In Pennsylvania, where a “cloud” upon a title to real property exists, a party may initiate a civil action in order to adjudicate rights to the property. Such actions fall under two related kinds: 1) Actions to Quiet Title, and 2) Actions in Ejectment.
Actions in Ejectment are appropriate where a property owner seeks judicial relief to assert his right in real property where another party has encroached upon the former’s property. A common scenario for an Action in Ejectment would be one owner’s erection of a structure which encroaches upon the aggrieved party’s property.
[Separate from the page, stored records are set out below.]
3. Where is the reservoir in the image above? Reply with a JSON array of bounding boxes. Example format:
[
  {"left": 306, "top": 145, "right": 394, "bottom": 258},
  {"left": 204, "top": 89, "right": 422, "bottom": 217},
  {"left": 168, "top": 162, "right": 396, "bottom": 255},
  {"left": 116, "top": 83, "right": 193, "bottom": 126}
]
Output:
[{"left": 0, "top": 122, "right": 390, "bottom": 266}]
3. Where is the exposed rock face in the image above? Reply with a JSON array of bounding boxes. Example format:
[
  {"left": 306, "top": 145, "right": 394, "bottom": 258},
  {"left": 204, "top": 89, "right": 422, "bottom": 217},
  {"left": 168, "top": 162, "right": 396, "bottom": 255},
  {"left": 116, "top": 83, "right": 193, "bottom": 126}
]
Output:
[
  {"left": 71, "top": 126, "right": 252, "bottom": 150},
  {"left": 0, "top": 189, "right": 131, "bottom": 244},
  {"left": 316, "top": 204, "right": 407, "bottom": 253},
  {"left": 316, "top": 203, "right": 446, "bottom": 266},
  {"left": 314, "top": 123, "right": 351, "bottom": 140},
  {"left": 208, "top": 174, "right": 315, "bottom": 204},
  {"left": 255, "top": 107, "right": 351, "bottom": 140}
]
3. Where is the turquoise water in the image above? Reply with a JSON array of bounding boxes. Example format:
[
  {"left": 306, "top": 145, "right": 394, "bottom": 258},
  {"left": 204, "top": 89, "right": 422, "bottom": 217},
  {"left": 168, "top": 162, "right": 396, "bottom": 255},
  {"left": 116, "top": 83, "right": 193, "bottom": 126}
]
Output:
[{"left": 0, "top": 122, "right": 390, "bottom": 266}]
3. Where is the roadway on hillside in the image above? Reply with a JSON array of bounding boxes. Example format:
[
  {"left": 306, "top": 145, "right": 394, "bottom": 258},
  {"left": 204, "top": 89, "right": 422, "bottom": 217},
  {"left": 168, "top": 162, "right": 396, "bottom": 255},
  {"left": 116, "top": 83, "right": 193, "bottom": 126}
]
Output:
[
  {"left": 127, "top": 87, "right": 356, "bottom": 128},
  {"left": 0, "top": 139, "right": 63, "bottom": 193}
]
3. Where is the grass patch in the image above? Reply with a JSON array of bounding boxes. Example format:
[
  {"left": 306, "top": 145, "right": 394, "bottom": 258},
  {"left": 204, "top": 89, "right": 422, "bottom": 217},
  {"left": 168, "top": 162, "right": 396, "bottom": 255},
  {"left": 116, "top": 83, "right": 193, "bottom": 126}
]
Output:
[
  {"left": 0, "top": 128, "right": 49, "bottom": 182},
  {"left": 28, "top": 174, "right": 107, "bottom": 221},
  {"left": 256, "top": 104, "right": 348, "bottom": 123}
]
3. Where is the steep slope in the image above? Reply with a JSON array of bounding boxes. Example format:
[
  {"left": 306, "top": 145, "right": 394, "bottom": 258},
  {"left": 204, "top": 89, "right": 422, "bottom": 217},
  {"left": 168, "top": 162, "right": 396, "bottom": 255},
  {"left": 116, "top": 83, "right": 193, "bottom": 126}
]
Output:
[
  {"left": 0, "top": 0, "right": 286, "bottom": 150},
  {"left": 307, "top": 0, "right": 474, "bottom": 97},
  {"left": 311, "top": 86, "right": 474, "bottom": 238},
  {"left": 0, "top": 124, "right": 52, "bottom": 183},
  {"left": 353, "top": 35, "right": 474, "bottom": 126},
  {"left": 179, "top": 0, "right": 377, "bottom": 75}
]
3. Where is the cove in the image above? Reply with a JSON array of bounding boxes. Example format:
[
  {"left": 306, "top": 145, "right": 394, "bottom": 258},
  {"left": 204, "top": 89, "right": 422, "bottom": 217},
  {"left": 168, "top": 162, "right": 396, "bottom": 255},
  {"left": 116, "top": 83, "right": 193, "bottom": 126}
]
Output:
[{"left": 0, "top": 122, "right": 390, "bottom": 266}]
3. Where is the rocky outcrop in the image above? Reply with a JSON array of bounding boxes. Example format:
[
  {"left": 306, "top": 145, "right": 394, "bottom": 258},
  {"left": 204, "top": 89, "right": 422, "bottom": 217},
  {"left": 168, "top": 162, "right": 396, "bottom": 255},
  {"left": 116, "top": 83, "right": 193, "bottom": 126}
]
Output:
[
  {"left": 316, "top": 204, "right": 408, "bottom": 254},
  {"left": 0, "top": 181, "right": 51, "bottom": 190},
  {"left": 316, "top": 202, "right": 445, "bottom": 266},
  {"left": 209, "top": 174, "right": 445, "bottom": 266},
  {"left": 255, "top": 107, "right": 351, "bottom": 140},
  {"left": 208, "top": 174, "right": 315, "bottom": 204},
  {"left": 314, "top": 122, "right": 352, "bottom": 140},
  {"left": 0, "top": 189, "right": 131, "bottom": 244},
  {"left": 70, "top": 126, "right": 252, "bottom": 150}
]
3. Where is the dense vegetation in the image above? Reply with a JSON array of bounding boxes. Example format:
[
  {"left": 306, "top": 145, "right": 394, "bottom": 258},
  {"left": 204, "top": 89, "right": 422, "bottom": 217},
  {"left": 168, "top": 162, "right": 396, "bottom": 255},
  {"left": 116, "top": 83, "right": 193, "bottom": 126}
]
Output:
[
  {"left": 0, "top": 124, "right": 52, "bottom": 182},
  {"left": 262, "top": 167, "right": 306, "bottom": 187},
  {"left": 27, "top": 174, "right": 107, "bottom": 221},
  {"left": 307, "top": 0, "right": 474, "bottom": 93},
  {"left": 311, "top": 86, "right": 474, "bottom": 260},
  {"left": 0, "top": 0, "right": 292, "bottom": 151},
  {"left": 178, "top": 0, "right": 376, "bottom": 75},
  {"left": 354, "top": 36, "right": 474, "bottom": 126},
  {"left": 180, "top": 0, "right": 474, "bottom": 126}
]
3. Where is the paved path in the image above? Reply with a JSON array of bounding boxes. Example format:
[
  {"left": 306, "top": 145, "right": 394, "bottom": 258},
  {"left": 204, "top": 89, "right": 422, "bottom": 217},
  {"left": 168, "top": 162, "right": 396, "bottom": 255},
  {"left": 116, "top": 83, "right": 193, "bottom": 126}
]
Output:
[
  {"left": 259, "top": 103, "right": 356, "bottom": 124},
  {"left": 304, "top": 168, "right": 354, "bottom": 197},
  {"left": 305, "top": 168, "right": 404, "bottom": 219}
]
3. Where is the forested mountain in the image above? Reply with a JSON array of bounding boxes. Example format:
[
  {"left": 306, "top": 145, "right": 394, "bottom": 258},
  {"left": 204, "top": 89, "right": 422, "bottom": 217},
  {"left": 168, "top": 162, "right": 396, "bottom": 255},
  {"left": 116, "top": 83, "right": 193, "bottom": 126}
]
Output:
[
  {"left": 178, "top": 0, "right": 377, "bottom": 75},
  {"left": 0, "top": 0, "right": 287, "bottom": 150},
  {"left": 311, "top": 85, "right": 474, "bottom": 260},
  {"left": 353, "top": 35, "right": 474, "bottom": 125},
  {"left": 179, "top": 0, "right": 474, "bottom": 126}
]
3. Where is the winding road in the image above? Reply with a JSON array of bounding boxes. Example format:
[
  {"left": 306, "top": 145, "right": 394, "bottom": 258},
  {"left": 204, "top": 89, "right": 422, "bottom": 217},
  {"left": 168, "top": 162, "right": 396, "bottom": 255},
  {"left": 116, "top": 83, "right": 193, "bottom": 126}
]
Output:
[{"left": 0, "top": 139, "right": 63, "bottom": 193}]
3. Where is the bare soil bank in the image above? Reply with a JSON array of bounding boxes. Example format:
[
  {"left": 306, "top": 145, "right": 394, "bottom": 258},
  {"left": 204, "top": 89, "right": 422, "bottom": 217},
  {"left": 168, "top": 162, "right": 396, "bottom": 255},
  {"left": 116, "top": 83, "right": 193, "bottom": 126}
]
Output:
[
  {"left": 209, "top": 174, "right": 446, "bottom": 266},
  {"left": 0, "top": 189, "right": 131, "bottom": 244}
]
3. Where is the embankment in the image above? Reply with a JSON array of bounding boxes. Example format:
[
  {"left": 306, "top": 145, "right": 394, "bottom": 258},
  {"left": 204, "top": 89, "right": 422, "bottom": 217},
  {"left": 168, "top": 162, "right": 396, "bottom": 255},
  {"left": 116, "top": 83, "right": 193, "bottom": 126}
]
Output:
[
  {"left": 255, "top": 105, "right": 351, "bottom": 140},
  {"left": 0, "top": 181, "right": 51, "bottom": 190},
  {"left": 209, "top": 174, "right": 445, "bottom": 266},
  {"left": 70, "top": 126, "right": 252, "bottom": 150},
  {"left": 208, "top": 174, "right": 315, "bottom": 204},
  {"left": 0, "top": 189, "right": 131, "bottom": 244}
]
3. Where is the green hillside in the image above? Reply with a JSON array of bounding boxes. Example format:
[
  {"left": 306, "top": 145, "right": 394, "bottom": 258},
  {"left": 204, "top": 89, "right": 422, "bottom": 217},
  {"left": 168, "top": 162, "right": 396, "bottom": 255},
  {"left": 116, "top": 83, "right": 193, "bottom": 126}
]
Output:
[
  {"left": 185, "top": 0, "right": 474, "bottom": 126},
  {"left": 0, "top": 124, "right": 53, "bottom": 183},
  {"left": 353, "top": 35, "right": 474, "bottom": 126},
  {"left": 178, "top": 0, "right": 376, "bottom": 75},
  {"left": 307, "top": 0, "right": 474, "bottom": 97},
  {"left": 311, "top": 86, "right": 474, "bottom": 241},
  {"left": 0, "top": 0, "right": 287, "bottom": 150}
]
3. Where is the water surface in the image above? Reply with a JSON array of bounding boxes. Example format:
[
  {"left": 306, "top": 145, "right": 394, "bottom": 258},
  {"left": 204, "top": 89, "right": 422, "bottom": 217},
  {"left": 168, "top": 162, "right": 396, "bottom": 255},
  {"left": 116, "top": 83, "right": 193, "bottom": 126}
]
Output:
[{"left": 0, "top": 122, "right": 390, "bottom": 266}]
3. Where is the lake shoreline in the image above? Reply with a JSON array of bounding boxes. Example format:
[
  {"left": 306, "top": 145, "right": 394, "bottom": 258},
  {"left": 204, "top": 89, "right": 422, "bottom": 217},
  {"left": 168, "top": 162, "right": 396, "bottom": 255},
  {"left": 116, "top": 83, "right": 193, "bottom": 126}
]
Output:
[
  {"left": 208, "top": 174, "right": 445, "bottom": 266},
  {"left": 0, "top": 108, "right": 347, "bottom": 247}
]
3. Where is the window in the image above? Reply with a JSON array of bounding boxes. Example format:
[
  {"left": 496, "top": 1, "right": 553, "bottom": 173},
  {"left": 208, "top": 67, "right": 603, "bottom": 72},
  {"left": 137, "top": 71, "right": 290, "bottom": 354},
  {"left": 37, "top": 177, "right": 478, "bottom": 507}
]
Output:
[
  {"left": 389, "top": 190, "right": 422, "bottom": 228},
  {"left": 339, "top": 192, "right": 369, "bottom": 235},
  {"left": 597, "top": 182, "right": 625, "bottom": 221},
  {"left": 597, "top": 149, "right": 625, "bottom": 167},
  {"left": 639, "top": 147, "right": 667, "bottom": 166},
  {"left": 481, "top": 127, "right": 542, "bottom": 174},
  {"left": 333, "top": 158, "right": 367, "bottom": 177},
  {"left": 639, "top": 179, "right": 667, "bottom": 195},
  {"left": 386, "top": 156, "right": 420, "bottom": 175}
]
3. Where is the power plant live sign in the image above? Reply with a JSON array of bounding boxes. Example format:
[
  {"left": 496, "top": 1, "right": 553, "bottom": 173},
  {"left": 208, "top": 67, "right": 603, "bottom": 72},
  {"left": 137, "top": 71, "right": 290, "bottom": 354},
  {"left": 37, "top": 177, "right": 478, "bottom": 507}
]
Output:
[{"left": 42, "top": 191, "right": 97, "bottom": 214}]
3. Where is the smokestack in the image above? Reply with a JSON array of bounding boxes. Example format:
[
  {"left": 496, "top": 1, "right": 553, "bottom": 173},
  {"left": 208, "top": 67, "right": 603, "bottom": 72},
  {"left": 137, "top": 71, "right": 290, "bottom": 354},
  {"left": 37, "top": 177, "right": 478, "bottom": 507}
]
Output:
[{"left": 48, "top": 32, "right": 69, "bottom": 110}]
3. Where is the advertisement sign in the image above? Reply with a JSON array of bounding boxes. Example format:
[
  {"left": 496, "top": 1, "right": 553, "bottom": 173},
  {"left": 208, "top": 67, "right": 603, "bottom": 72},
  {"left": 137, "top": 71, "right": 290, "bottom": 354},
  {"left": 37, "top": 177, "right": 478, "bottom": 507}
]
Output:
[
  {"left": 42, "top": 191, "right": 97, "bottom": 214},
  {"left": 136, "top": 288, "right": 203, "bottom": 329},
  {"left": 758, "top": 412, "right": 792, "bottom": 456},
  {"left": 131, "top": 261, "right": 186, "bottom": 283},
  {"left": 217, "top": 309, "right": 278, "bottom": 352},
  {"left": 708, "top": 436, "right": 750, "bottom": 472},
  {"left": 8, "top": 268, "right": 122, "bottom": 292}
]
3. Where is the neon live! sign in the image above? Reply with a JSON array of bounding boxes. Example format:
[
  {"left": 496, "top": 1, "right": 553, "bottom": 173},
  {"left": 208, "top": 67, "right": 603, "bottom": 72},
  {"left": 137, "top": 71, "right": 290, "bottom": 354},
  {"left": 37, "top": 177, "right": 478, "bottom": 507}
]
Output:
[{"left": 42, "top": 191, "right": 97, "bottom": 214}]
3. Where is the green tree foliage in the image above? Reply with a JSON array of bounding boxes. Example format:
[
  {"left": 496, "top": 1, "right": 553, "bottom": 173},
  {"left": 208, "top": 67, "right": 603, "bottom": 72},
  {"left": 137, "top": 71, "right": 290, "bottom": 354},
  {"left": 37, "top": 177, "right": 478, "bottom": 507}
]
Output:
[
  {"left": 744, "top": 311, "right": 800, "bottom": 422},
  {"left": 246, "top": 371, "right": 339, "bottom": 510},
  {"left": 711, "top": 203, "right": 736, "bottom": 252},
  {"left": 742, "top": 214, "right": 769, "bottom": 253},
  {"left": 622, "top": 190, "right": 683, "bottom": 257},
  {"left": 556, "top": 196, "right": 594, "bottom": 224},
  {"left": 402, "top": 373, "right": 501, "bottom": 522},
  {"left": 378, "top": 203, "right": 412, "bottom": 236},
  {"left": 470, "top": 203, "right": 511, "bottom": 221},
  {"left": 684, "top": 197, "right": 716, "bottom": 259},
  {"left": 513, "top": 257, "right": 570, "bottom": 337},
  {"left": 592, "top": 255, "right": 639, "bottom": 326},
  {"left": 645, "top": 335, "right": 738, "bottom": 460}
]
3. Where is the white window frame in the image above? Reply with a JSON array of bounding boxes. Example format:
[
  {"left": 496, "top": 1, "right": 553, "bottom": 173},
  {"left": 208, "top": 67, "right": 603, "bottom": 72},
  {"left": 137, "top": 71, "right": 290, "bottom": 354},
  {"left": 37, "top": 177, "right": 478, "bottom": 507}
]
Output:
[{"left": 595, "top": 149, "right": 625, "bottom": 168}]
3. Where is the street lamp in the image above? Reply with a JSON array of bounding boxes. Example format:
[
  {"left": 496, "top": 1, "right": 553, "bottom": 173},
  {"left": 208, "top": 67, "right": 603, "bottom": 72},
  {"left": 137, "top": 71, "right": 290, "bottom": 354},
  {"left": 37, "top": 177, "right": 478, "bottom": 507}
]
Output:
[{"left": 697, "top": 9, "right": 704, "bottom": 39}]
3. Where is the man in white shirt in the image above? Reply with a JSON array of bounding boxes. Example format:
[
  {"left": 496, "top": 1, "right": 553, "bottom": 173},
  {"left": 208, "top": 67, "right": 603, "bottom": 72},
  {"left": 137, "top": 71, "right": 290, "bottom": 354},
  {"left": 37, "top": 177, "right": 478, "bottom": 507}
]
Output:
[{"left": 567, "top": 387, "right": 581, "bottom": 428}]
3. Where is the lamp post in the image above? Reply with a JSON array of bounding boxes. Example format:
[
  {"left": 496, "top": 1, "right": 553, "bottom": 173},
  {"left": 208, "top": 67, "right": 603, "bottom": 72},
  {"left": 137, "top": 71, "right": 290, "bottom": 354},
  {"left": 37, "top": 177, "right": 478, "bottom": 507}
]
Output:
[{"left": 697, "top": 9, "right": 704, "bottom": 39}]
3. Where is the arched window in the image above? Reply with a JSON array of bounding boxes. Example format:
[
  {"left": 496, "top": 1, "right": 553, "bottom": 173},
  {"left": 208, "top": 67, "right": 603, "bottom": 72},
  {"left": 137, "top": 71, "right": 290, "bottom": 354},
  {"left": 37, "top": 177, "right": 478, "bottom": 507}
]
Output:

Essentially, an Action in Ejectment will lie where a party has usurped use or possession of the aggrieved party’s property.
In contrast, an action in Quiet Title will lie “where an action in ejectment will not lie” and may be utilized to “determine any right, title, or interest in the land or determine the validity or discharge of any document, obligation or deed affecting any right, lien, title or interest in land.” Actions in Quiet Title may also be brought to compel another party to initiate an action in Ejectment, compel the filing, recordation, cancellation or surrender of a document affecting an interest in land, admit the validity or invalidity of a document affecting an interest in land, or to obtain possession of land sold at a judicial or tax sale.
Common circumstances where a Quiet Title Action is appropriate include such divers claims as establishing legal title as a consequence of adverse possession, compelling a party to record a document evidencing the satisfaction of a lien, adjudicating the existence or lapse of an easement, and cancelling a fraudulent or erroneous deed.